Michaël Girardot

Il menace de tuer sa patronne

« Je sais où elle habite. Je vais l’étrangler. Je vais la tuer »

C’est en ces termes qu’un ancien employé de la Banque TD de Magog a menacé de mort sa patronne à l’automne 2017.

Michaël Girardot était rouge et en sueur lorsqu’il a prononcé ces menaces de mort le 22 septembre 2017 à l’endroit de la directrice de la succursale par l’entremise d’une collègue.

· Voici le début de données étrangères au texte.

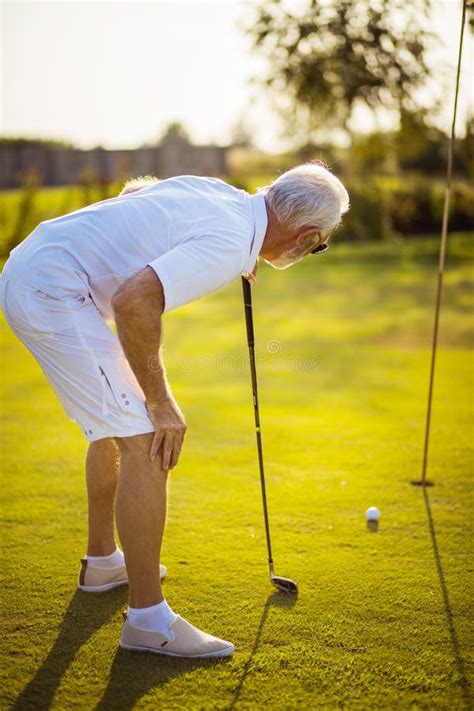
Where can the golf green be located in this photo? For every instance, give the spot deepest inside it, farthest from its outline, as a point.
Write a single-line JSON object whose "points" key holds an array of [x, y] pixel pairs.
{"points": [[383, 618]]}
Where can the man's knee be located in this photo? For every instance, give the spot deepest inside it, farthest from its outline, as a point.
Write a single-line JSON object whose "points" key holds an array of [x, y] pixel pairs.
{"points": [[136, 446]]}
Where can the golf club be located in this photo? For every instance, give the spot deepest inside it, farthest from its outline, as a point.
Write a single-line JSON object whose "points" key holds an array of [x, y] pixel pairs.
{"points": [[284, 584]]}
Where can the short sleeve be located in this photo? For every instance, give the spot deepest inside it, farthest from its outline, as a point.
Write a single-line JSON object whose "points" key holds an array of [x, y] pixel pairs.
{"points": [[196, 268]]}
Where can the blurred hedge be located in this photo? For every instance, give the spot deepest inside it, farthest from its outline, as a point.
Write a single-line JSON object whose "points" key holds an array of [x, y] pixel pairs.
{"points": [[381, 206]]}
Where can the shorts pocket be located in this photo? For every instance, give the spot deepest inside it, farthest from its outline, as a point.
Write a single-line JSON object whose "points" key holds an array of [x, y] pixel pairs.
{"points": [[115, 393]]}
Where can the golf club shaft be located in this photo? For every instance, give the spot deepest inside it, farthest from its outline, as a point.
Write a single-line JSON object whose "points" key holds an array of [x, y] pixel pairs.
{"points": [[253, 370]]}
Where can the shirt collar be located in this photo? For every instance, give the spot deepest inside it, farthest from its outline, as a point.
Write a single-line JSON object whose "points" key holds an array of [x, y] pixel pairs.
{"points": [[260, 217]]}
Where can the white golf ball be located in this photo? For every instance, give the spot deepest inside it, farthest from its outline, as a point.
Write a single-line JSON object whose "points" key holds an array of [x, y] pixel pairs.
{"points": [[372, 513]]}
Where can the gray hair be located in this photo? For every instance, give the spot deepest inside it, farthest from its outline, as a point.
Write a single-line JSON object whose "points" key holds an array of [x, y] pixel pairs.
{"points": [[308, 195], [134, 184]]}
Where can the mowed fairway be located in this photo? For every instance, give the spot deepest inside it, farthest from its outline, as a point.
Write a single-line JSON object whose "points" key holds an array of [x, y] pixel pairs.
{"points": [[383, 619]]}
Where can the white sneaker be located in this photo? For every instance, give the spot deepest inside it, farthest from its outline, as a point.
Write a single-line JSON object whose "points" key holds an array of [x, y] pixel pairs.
{"points": [[180, 640], [101, 579]]}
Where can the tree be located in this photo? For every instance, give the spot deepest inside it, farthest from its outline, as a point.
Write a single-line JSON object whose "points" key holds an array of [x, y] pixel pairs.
{"points": [[334, 54], [175, 131]]}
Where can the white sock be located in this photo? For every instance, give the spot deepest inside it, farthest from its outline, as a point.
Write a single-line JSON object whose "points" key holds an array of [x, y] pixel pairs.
{"points": [[114, 560], [152, 619]]}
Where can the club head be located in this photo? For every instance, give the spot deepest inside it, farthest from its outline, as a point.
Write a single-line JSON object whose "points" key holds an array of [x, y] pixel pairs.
{"points": [[285, 585]]}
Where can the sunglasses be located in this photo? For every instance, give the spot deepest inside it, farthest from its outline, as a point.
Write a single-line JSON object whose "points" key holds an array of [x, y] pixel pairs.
{"points": [[319, 250]]}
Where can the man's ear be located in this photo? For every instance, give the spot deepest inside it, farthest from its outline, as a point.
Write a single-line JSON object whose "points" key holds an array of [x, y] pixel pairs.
{"points": [[304, 233]]}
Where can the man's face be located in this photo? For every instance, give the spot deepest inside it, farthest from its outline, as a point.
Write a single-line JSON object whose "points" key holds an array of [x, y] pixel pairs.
{"points": [[294, 254]]}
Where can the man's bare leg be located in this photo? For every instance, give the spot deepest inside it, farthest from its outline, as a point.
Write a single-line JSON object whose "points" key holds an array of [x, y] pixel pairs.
{"points": [[140, 511], [102, 469]]}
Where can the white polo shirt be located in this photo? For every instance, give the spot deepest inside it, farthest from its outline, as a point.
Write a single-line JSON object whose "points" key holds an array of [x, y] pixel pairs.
{"points": [[198, 234]]}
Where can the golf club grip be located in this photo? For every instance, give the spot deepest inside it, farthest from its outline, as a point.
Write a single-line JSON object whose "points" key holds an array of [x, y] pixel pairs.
{"points": [[248, 311]]}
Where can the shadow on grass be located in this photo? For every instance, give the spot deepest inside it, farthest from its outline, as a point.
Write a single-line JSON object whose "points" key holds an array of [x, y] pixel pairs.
{"points": [[463, 680], [278, 599], [81, 620]]}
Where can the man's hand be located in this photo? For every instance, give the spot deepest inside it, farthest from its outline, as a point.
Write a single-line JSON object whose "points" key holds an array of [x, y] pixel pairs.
{"points": [[170, 428]]}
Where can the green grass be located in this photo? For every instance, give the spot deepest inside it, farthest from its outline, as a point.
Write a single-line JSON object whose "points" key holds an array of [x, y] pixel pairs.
{"points": [[383, 619]]}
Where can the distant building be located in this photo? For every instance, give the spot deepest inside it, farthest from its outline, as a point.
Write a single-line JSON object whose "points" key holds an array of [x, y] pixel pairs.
{"points": [[56, 165]]}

Même s’il a manifesté son inquiétude envers le problème de gestion de la colère de l’accusé, le juge Érick Vanchestein de la Cour du Québec l’a fait bénéficier d’une absolution conditionnelle.

« Ce que j’ai entendu lors du procès m’inquiète. Mais je comprends qu’une absolution conditionnelle avec un suivi pourrait être imposée. Dans la présente situation, j’entretiens certaines inquiétudes. Je tiens compte du jeune âge de monsieur, des conséquences individuelles que pourrait avoir une condamnation sur son emploi et l’absence d’antécédent judiciaire », a signalé le juge Vanchestein qui venait de trouver Girardot coupable, mercredi, au palais de justice de Sherbrooke.

Dans le cadre de l’absolution conditionnelle, le juge Vanchestein a imposé une probation où il devra faire un suivi thérapeutique en matière de gestion de la colère. Un interdit de contact a été imposé avec la victime et le témoin principal dans cette affaire.

L’avocate de la défense Me Julie Beauchemin a plaidé que son client pourrait perdre son nouvel emploi advenant l’imposition d’un casier judiciaire. Une question en ce sens est posée pour l’obtention d’une certification de l’Autorité des marchés financiers (AMF).

Lors du procès, il a été établi que Girardot était un leader qui avait un ascendant sur certains employés et que deux clans s’étaient formés à la succursale magogoise, créant une ambiance hostile et difficile.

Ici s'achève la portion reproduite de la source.